I miss Aaron a lot, we didn't get to hangout all break because he was away, and now he's mad at me and not speaking to me. I don't know how to apologise anymore, I just want to see him again.
Second Post:

quote:

firstly, thanks for all the advice on my post. the first person I talked to was my dad, and I told him that I don't want to stop calling him dad, because he is my dad. he's always is and has been there for me. and so I went back to calling him dad again, it feels great. one of my stepsisters took me to lunch to also tell me that I'm family, and that if I want to call dad 'dad' I should, and that I should not change my mind because of Aaron (my stepbrother).

however, Aaron was still not speaking to me. he did weirdly like a two of my old instagram pics though, im assuming by accident. a couple days after my post I texted him again and said "we've never gone this long without speaking and this hurts a lot. I miss you so much. whenever you want to talk I'm here." I could see that he read it right away, but he didn't reply. at like 4am the following day he texted me back and said 'I love you, hopefully we can talk soon'. it felt good to read him say he still loves me, but also made me sad again that he wasn't there to tell me in person.
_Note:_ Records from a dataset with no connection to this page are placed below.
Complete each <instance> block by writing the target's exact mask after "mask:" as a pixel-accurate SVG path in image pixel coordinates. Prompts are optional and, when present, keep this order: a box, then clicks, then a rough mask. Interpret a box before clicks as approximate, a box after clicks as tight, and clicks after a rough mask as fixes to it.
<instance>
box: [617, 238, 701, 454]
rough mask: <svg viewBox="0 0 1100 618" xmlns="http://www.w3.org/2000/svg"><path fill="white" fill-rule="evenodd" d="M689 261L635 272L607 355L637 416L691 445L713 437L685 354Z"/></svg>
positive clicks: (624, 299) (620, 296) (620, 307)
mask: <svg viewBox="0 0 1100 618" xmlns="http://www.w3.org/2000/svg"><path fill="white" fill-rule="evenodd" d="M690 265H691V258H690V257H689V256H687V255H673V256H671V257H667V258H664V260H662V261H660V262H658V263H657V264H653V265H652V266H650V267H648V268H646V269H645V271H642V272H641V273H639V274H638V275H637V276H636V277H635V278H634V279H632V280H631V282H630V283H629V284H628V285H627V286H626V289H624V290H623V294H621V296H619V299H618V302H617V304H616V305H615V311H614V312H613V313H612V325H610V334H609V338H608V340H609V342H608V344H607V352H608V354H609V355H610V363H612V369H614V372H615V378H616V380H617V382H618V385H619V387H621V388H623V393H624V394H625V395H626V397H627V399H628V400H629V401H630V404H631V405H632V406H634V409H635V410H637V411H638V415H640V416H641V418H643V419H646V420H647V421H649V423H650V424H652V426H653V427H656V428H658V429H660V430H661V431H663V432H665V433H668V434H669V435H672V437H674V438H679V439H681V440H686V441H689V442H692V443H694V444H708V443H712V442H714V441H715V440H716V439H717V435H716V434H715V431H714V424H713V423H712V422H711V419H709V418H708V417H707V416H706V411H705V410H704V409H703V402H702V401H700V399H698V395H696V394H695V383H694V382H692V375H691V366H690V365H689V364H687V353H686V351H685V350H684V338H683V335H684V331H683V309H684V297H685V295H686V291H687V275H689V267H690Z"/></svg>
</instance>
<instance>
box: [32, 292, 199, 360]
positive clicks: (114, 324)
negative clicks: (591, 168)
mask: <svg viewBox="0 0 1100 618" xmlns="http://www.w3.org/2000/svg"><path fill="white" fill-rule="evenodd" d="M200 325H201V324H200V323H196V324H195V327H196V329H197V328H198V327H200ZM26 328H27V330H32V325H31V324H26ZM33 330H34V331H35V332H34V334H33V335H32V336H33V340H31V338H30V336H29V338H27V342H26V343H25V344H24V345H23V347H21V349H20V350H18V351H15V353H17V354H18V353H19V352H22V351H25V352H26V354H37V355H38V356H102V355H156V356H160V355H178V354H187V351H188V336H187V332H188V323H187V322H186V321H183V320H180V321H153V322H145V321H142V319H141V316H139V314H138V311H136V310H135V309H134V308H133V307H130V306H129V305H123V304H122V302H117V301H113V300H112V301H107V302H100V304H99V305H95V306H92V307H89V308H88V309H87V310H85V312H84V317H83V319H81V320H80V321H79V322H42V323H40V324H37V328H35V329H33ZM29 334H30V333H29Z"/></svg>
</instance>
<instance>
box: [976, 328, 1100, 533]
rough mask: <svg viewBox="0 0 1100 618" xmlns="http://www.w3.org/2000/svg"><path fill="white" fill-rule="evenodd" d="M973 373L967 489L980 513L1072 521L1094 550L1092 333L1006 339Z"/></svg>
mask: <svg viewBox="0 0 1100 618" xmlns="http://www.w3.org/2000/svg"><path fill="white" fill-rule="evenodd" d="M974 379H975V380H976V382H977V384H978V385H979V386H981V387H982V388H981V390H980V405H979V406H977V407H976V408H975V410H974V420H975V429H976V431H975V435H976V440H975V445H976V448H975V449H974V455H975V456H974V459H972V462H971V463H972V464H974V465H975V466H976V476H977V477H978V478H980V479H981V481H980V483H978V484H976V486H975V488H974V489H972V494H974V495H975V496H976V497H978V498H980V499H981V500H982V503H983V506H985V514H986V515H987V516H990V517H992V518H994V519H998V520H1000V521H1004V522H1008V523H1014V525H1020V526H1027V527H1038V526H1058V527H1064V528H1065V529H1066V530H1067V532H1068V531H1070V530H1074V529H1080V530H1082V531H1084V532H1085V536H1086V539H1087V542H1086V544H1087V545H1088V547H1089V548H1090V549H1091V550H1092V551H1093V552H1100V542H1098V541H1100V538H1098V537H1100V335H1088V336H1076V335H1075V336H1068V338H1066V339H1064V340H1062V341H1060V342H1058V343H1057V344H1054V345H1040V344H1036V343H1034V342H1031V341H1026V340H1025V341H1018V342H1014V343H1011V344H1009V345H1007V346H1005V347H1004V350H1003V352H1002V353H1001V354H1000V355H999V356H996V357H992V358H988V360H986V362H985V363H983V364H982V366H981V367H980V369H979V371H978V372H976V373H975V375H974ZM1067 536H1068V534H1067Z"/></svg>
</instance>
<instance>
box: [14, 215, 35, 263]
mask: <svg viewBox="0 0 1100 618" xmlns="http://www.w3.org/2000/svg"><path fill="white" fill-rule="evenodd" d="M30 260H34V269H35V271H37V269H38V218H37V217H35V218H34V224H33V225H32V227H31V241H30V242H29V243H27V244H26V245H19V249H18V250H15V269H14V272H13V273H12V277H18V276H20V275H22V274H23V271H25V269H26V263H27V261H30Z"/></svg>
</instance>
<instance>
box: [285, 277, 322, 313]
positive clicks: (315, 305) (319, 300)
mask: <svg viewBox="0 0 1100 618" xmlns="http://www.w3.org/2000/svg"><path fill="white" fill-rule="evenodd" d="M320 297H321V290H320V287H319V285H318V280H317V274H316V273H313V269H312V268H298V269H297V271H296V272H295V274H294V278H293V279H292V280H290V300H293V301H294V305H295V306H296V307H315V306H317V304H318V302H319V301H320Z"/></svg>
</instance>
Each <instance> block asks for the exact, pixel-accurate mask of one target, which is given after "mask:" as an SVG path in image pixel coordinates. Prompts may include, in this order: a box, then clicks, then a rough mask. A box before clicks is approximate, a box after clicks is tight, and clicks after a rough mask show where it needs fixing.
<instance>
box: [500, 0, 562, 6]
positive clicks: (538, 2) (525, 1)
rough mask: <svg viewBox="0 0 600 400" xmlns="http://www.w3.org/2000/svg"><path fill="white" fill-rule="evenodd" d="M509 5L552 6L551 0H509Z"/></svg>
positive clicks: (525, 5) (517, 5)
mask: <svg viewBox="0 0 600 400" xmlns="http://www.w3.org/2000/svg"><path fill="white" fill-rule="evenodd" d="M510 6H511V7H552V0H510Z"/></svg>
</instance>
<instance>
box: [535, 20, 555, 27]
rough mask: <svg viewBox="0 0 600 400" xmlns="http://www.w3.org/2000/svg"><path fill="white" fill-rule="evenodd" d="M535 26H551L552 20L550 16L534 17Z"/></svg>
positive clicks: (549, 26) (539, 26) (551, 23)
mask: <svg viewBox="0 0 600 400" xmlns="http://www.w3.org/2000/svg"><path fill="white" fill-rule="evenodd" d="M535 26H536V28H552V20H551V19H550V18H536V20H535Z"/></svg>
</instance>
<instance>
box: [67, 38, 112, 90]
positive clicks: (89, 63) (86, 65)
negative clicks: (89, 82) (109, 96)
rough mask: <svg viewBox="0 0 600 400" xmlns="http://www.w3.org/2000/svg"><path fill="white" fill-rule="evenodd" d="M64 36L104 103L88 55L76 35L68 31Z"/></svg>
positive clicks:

it was like a week or so later that he finally came over to talk to me. Aaron firstly apologised for getting mad. he said it was because over Christmas he got into a fight with his mom over her pressuring him to call his stepdad 'dad', and he refused to because he didn't want to. and so when he came back here and saw me doing the same thing it was a bad surprise. however he did say my relationship with our dad and his relationship with his stepdad aren't the same, so he fully supports me in calling our dad 'dad'.

I was also honest with him about how it felt to be ignored by him, and how it made me feel. before this he was one of the people that I knew would always be there for me and probably the first person I'd go to, but it's hard to feel that way right now. he told that he's going to work to get us back there.

we've spent a lot of time together since he apologised, which has been really nice. he told me how much I mean to him. it feels close to normal between us, although occasionally I think back on this whole situation. I love him a lot, and look up to him a lot, so hopefully things continue to just get more normal.